Like I said, about the size of a small bus!
And you know better than that, QED. The Sun has 1000 times the mass of Jupiter, giving it the confinement it needs to create the proton-proton chain of fusion. Jupiter is 1/80th the mass it needs to do that. Perhaps I should have said, “Jupiter doesn’t have the right composition to fuse for its mass”. Remember, we are talking about fission implosion triggering, not mass-constrained fusion.
Even a fission implosion trigger won’t get plain old protons to fuse together, from what I have read. If someone knows more, please say so!
Yeah, but how many buses do you know of that could cruise at 120 MPH and feel like they were doing 40 MPH?
My Suburban is about 18.25 feet long. The Chrysler Newport was 22 feet!? Wow.
However, consider that the space probe weighs about 747 pounds. This is less mass than any car I know of here in Atlanta, even the aluminum electric jobs. On the other hand, it will be traveling at 106,000 MPH, very much like most small cars in Atlanta… which is why I drive the aforementioned Suburban.

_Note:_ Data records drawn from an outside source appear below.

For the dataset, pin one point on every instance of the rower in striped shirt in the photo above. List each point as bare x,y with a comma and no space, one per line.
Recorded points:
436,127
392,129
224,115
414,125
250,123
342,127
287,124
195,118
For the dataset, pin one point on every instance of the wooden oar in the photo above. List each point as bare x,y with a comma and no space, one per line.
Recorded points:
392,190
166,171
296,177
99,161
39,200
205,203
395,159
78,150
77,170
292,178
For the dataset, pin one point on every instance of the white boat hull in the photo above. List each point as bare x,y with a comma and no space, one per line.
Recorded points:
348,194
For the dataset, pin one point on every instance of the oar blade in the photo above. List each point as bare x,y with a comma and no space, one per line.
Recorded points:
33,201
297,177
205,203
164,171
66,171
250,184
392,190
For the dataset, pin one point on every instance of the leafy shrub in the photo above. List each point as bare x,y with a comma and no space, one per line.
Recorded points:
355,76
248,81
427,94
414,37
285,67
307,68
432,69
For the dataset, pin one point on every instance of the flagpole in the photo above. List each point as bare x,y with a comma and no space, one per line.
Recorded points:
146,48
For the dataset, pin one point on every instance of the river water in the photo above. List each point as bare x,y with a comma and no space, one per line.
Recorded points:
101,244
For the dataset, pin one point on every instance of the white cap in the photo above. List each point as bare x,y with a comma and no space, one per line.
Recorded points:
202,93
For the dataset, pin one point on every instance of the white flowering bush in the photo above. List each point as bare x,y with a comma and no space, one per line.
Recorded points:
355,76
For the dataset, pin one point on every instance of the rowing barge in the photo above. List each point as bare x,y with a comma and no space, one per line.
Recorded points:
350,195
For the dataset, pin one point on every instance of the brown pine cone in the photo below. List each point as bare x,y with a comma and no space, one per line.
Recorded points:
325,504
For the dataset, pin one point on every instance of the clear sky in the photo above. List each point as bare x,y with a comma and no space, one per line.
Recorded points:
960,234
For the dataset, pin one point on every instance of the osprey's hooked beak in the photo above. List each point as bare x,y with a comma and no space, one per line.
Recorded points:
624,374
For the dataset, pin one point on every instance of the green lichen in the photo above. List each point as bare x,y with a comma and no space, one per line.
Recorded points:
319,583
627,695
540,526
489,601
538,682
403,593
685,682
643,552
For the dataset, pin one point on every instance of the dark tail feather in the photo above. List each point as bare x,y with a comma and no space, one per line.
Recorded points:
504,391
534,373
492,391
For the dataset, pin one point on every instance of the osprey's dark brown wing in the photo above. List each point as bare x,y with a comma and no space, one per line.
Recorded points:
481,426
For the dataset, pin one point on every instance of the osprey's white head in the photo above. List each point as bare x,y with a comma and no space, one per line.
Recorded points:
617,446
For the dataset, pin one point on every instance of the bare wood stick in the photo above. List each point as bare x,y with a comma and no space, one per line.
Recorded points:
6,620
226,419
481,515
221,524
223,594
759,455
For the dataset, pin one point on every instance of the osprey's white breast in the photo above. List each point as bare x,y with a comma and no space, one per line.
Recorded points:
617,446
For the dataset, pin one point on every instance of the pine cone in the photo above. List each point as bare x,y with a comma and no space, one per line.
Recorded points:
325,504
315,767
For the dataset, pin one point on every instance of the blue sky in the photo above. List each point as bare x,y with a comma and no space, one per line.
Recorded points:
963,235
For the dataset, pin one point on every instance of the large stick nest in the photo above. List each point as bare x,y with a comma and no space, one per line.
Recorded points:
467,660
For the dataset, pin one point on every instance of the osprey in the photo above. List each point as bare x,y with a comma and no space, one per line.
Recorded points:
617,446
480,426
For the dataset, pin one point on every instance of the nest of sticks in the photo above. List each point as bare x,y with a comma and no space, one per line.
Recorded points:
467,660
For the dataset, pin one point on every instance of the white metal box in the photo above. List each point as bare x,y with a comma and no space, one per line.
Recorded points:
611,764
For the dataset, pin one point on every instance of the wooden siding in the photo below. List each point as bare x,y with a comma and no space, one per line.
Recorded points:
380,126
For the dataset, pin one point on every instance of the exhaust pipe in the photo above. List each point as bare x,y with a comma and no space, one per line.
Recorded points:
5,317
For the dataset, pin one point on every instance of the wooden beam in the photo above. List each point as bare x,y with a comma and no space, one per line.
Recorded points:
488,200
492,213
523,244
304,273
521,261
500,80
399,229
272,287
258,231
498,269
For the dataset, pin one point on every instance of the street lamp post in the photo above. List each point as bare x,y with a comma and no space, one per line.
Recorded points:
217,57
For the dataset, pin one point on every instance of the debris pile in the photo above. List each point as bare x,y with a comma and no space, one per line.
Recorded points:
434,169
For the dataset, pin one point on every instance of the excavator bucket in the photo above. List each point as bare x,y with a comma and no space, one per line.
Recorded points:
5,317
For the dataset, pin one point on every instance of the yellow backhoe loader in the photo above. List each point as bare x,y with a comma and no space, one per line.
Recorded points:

Regarding the reactor… I was recently castigated by a stranger (with PETA stickers all over his car) for driving a “fuel-wasting road-hogging view-blocking behemoth”. I figured that if I am going to annoy the eco-people, I should at least do a good job of it. I printed a nice green bumper sticker that reads “EARTH FRIENDLY – This vehicle NEVER needs refueling!” It’s on the left side of the rear bumper. On the right is a white sticker with the words “Experimental” and a small radiation trifoil.
I discovered that there are an amazing number of very gullible and extremely excitable people on the road.
That’s better. The way your post was worded, it seemed to imply that only deuterium and tritium can fuse under any circumstances.
As to whether a normal nuclear detonation can ignite proton-proton fusion, I don’t think so. There just isn’t enough heat and pressure. So I think it’s safe to say no matter what we throw at Jupiter, it’s not going to ignite.